Muller, Hermann Joseph (1890–1967)
Hermann Muller was an American geneticist at Indiana University who was awarded the 1946 Nobel Prize in Physiology or Medicine for his work showing that X-rays greatly accelerate mutation processes in the fruit-fly (Drosophila). He thus highlighted the human risk in exposure to radioactivity.
Influenced by Troland's work, Muller suggested in 1929 that the first life-form on Earth may have "consisted of little else than a gene or genes."1 He later speculated on the differences and commonalities that might exist between higher life-forms on other worlds:2
[They] may be expected to have followed radically different courses in regard to many of their features... How much greater, then, might such differences be between the forms of Earth and those of another planet.
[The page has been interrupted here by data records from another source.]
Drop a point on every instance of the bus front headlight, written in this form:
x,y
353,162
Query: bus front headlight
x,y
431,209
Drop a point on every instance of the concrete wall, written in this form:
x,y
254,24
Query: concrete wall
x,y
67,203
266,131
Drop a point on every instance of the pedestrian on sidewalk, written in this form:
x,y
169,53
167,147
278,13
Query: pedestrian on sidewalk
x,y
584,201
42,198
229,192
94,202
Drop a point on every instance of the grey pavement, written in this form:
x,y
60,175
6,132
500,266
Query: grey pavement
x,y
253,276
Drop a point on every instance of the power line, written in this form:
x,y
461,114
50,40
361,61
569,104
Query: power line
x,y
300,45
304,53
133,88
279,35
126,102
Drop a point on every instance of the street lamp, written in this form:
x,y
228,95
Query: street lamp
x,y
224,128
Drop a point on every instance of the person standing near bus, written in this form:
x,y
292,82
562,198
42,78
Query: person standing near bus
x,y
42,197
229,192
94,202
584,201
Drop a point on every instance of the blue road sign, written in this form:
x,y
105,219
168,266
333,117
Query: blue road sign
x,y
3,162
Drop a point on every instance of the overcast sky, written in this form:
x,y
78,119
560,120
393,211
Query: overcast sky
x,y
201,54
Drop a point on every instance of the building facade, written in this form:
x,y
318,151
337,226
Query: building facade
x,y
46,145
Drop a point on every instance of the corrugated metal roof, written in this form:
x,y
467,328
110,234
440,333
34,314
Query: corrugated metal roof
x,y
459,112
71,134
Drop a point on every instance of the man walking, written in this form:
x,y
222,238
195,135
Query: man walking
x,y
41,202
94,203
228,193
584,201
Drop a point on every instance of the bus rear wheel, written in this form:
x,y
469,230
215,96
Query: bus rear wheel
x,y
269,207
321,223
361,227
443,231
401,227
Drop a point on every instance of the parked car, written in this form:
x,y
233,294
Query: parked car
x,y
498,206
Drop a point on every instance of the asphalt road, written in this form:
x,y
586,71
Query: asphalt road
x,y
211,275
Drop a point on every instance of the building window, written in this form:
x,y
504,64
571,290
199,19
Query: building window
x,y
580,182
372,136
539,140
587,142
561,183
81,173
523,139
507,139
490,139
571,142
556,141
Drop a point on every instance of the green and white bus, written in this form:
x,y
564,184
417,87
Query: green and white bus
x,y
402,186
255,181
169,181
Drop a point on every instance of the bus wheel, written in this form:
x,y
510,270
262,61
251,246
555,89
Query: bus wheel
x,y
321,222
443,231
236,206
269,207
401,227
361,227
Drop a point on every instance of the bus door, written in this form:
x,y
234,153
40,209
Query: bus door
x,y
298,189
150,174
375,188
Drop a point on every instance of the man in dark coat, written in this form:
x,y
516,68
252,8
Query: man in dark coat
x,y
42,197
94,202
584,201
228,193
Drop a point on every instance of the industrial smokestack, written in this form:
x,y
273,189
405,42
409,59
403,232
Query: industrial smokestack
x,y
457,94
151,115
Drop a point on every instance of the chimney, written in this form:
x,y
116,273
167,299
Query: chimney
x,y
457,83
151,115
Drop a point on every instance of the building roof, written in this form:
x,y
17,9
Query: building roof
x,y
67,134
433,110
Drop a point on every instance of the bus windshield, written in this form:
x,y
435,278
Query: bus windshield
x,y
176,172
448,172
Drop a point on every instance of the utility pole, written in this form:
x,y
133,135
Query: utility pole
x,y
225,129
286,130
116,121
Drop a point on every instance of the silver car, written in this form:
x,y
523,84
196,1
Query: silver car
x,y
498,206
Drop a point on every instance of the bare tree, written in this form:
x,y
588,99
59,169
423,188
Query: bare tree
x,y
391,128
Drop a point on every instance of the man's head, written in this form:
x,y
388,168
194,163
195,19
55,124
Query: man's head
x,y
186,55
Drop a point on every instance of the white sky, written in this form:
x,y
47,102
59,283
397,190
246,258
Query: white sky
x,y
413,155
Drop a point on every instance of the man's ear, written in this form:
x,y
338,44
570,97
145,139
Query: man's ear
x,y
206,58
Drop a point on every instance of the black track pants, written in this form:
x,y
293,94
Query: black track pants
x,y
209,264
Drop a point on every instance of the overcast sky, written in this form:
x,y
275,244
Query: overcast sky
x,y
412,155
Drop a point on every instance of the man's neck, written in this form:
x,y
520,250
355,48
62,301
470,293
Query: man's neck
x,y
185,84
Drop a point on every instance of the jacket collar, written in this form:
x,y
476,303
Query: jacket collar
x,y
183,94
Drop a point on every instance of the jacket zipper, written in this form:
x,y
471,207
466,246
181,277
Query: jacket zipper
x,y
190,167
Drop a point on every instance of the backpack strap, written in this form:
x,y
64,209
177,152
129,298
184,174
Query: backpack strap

These differences, affecting their whole internal economy, including the biochemistry within their cells, would also be expressed in their gross anatomy and in their outer form... [Even so] it would certainly be capable of achieving much mutual understanding with our own, since both had been evolved to deal usefully with a world in which the same physicochemical and general biological principles operate.
1. Muller, H. J. "The Gene as the Basis of Life," Proceedings of the International Congress of Plant Science, 1, 897 (1929). Reprinted in Studies in Genetics: The Selected Papers of H. J. Muller, Bloomington, Ind.: University of Indiana Press (1962).
2. Muller, H. J. "Life Forms to Be Expected Elsewhere than on Earth," The American Biology Teacher, 23, 74 (1961).